1. 📘 Topic and Domain: The paper presents Qwen3-TTS, a family of advanced multilingual, controllable, robust, and streaming text-to-speech models in the speech synthesis domain.
2. 💡 Previous Research and New Ideas: The paper builds on discrete speech tokenization methods and autoregressive language modeling for TTS, proposing a novel dual-track LM architecture with two new speech tokenizers (25Hz semantic-focused and 12Hz ultra-low-latency multi-codebook) for real-time synthesis.
3. ❓ Problem: The paper aims to solve the challenges of achieving stable, controllable, and human-like speech synthesis with low latency while supporting multiple languages, voice cloning, and fine-grained control through natural language instructions.
4. 🛠️ Methods: The authors use a dual-track autoregressive architecture with two custom tokenizers, train on over 5 million hours of speech data across 10 languages, employ a three-stage pre-training process followed by post-training with DPO and GSPO, and implement streaming capabilities through block-wise attention mechanisms.

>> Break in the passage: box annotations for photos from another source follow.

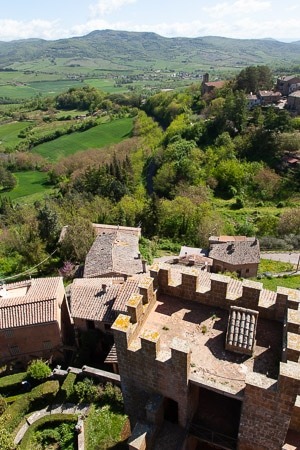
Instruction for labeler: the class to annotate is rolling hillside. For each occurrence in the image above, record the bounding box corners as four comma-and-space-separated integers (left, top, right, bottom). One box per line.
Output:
0, 30, 300, 72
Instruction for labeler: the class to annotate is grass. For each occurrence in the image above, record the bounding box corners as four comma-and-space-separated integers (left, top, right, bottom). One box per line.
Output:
85, 405, 128, 450
0, 171, 53, 203
258, 259, 294, 273
0, 122, 30, 149
257, 275, 300, 291
0, 80, 83, 100
32, 118, 133, 162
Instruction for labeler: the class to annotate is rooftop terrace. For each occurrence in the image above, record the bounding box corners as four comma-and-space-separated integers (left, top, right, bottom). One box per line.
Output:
139, 295, 283, 395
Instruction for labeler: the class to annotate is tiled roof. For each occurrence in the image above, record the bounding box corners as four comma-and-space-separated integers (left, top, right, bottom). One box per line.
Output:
209, 240, 260, 265
70, 278, 122, 323
84, 230, 143, 278
113, 277, 139, 314
104, 344, 118, 364
289, 90, 300, 97
204, 81, 226, 88
0, 277, 64, 329
225, 306, 258, 355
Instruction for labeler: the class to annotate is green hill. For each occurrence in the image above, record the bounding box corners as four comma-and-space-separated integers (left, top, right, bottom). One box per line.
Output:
0, 30, 300, 73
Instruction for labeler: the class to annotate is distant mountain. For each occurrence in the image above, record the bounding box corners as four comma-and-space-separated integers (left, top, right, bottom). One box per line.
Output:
0, 30, 300, 71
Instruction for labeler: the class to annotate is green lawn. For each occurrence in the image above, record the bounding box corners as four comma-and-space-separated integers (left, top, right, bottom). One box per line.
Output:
0, 80, 83, 100
32, 118, 133, 162
0, 122, 30, 150
257, 275, 300, 291
0, 171, 53, 203
84, 78, 128, 93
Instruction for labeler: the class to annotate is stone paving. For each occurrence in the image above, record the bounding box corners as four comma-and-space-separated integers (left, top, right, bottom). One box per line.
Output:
14, 403, 89, 449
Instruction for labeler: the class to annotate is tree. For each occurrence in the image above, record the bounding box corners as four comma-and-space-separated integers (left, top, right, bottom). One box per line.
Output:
26, 359, 51, 380
37, 203, 61, 250
60, 217, 95, 263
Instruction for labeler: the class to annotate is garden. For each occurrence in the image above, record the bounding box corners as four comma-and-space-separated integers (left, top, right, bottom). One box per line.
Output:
0, 360, 129, 450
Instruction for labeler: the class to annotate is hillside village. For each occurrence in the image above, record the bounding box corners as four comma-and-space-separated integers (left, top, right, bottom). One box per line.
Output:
0, 36, 300, 450
0, 224, 300, 450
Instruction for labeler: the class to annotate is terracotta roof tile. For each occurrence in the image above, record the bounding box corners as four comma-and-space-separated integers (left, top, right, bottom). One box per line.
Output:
84, 231, 143, 278
113, 277, 139, 314
0, 277, 64, 329
209, 240, 260, 265
71, 278, 122, 323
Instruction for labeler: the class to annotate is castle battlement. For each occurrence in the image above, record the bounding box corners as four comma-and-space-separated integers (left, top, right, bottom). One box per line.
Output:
150, 264, 300, 321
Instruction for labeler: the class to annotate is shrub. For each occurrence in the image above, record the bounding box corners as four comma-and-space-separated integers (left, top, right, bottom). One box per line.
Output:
19, 414, 77, 450
74, 378, 99, 402
27, 359, 51, 380
58, 372, 77, 401
0, 395, 7, 416
0, 372, 26, 397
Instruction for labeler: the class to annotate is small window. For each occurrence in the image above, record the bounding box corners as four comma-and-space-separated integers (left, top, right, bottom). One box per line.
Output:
4, 328, 14, 338
86, 320, 95, 330
9, 345, 20, 356
43, 341, 52, 350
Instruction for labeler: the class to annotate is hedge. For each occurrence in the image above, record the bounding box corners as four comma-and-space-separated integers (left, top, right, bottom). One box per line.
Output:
0, 372, 27, 396
2, 381, 59, 432
18, 414, 78, 450
58, 372, 77, 402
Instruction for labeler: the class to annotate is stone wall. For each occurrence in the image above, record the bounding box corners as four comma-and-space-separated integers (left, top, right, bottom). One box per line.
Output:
0, 322, 63, 363
238, 362, 300, 450
112, 278, 190, 426
112, 267, 300, 450
150, 266, 292, 322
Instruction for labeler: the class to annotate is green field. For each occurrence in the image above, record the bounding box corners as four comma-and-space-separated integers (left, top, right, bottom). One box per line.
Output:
257, 275, 300, 291
84, 78, 128, 94
0, 122, 30, 150
0, 171, 53, 203
32, 118, 133, 162
0, 80, 84, 100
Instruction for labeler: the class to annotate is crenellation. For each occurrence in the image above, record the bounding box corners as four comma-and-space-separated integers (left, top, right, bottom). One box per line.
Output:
113, 266, 300, 450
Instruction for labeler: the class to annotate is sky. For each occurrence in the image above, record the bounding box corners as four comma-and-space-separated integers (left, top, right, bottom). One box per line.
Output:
0, 0, 300, 41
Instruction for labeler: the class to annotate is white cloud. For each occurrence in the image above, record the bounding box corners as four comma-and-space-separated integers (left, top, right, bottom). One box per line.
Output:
89, 0, 136, 16
203, 0, 272, 17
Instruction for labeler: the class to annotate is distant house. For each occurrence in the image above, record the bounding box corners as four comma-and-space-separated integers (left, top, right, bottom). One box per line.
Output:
83, 229, 145, 279
287, 90, 300, 114
201, 73, 226, 95
166, 246, 213, 272
0, 277, 71, 364
246, 92, 261, 109
209, 236, 260, 278
257, 91, 281, 106
276, 75, 300, 97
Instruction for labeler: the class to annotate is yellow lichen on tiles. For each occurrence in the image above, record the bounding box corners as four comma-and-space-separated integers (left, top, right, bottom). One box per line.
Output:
142, 330, 159, 341
113, 314, 130, 330
127, 294, 141, 306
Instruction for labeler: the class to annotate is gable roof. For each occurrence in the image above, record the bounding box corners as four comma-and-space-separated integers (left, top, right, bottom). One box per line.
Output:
209, 239, 260, 265
113, 277, 140, 314
0, 277, 65, 329
84, 230, 143, 278
70, 278, 122, 323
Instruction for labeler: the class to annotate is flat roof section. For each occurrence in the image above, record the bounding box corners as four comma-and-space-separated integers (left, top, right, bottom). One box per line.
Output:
140, 294, 283, 396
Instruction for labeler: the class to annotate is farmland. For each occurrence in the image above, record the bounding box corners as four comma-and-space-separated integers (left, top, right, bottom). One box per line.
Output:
0, 171, 53, 203
33, 118, 133, 162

5. 📊 Results and Evaluation: Qwen3-TTS achieves state-of-the-art performance in zero-shot voice cloning (lowest WER on Seed-TTS benchmark), superior speaker similarity across all 10 evaluated languages compared to commercial baselines, exceptional cross-lingual synthesis (66% error reduction in Chinese-to-Korean), and can generate over 10 minutes of natural speech with first-packet latency as low as 97ms.